Overall, Ellsworth wants to see policies better aligned with MA and state Medicaid programs in order to maximize incentives.

Changes to the VBP withhold formula

And aside from the additional new measures in the VBP program, operators will also see changes in the SNF final rule related to the 2% withhold formula for the program.

Previously, of the 2% VBP withhold, 60% max could go back to the operator as an incentive, while 40% was returned to a federal trust fund. Now, 66.02% can be regained by operators starting in 2027.

“[CMS is] going to have to increase that incentive to 66.02% in order to keep facilities that don’t achieve these health equity bonus points from from not receiving some of that 2% back and to be able to equitably distribute those dollars across facilities for each program year,” said Van Eaton.

Moreover, scoring methodology wasn’t actually applied during Covid years, Van Eaton said, since the pandemic would have thrown off VBP scores for facilities hit disproportionately harder by the virus.

Prior to the 2024 Final Rule, there was only one VBP measure which calculated hospital readmissions.

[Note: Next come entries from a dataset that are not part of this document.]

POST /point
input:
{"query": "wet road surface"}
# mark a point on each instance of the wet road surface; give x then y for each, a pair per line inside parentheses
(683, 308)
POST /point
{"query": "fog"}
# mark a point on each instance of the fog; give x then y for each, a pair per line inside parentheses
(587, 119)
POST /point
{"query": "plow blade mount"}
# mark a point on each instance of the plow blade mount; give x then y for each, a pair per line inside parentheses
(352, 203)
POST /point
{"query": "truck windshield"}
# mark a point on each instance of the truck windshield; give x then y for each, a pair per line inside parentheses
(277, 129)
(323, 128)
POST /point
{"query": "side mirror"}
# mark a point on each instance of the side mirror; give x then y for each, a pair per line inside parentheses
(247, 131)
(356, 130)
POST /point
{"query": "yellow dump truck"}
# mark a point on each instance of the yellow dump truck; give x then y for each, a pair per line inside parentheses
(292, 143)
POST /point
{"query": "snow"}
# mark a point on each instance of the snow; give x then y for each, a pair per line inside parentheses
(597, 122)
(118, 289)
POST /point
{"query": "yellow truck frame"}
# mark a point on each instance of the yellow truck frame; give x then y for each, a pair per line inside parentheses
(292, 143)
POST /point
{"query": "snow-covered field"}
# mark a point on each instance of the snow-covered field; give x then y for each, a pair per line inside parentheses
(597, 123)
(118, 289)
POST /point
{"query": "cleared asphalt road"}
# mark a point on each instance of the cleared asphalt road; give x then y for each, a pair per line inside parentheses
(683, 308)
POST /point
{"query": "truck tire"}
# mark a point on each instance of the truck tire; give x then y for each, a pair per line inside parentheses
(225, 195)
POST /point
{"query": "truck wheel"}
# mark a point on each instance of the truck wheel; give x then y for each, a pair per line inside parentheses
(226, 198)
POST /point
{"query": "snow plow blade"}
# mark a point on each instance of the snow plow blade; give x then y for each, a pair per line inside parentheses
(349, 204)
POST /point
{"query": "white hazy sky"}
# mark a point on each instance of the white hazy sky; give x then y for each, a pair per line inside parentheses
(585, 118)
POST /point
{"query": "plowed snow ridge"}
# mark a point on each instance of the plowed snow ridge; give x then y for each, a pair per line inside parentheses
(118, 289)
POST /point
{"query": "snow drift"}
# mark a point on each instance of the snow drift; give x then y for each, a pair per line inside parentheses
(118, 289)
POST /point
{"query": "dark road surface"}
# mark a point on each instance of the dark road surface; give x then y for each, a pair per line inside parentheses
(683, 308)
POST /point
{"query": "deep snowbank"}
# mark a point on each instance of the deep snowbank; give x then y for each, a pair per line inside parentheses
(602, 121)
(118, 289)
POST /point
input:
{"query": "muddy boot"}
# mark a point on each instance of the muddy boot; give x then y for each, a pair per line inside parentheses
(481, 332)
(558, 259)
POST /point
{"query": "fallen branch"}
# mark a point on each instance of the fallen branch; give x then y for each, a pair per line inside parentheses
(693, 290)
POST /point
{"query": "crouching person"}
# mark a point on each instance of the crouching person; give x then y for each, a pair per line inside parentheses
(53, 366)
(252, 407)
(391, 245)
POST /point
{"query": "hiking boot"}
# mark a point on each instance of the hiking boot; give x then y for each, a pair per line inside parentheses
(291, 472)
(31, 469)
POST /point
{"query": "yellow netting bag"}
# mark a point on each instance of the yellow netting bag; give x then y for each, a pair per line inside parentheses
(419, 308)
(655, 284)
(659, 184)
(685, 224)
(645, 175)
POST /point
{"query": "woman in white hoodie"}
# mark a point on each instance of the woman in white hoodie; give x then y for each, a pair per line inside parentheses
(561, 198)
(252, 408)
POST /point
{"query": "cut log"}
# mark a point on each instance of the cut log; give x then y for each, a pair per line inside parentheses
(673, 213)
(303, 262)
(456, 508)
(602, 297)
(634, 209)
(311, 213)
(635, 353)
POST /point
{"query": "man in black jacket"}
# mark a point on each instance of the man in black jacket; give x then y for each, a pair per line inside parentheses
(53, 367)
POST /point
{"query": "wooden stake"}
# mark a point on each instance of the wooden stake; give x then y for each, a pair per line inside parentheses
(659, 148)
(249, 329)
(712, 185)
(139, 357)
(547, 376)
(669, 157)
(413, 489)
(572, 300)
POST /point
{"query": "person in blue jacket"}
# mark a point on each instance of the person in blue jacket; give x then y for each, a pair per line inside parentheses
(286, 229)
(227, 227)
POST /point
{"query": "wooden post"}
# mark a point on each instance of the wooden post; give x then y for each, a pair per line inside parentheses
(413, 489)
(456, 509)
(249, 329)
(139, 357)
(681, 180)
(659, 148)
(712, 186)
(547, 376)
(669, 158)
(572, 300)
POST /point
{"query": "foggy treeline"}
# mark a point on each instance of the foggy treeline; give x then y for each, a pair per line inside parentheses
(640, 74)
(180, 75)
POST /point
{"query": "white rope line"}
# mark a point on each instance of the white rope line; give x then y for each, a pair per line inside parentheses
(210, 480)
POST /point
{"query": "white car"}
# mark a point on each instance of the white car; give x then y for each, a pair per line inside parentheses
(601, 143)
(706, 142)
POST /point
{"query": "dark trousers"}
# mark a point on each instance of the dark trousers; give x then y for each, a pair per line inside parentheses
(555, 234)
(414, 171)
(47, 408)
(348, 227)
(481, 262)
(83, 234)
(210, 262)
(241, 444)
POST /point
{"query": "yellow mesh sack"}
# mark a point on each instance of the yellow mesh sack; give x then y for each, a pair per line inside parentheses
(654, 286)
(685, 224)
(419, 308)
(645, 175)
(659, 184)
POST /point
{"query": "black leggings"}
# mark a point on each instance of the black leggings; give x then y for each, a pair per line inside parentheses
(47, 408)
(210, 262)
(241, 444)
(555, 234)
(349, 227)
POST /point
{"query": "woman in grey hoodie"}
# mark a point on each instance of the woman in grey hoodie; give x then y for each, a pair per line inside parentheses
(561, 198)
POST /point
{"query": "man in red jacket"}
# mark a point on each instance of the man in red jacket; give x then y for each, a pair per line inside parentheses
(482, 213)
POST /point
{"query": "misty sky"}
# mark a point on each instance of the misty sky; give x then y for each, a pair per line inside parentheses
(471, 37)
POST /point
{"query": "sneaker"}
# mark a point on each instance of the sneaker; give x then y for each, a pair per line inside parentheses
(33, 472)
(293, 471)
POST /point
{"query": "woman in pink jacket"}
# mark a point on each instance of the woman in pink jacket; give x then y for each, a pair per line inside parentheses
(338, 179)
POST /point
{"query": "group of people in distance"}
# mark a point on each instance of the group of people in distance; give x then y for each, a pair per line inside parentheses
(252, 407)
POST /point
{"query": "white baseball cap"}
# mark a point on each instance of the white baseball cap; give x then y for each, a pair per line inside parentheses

Essentially, CMS assigned every facility the same score to even the playing field, he said, for the one measure – hospital readmissions – already in place.

“By suppressing [hospital readmission measure] numbers, that resulted in all participants receiving an identical performance score, and an identical incentive payment multiplier,” he said.

Other ways to get incentives back, and VBP-linked audits

Additional points can be gleaned once everything is tallied up from VBP measures, Van Eaton said, a change to the original VBP formula. He referred to it as a “risk adjustment.”

If a facility performs in the top 66.7 percentile, or if there are at least 20% of residents with dual eligible status, additional points will be awarded, meaning more money back out of the 2% program withhold.

With what’s called the “underserved” multiplier, CMS can add points for facilities that serve a certain proportion of dual eligible beneficiaries. It’s a way for facilities to make up VBP points if they have a patient population that doesn’t meet criteria for certain measures being added.

“As we increase the number of quality measures, we increase the number of total points potentially that can be achieved,” said Van Eaton. “Depending on the number of quality measures that are being utilized each performance year, [risk adjustments are] intended as a way to recognize best performers and give others an opportunity to improve their scores as well.”

SNFs must have a minimum of 25 residents on average across all quarters during an applicable one-year performance period in order to receive a score on a measure, he noted.

On top of additional ways to get the withhold back, Van Eaton also mentioned an audit portion of the validation process for any MDS-based measure beginning with the 2027 program year.

“There will be 1,500 SNFs that are randomly selected for 10 chart audits each year to validate the data that’s populating or calculating the value-based purchasing measures,” said Van Eaton.

It’s possible SNFs will face penalties for non-response or not achieving a validation threshold, he said.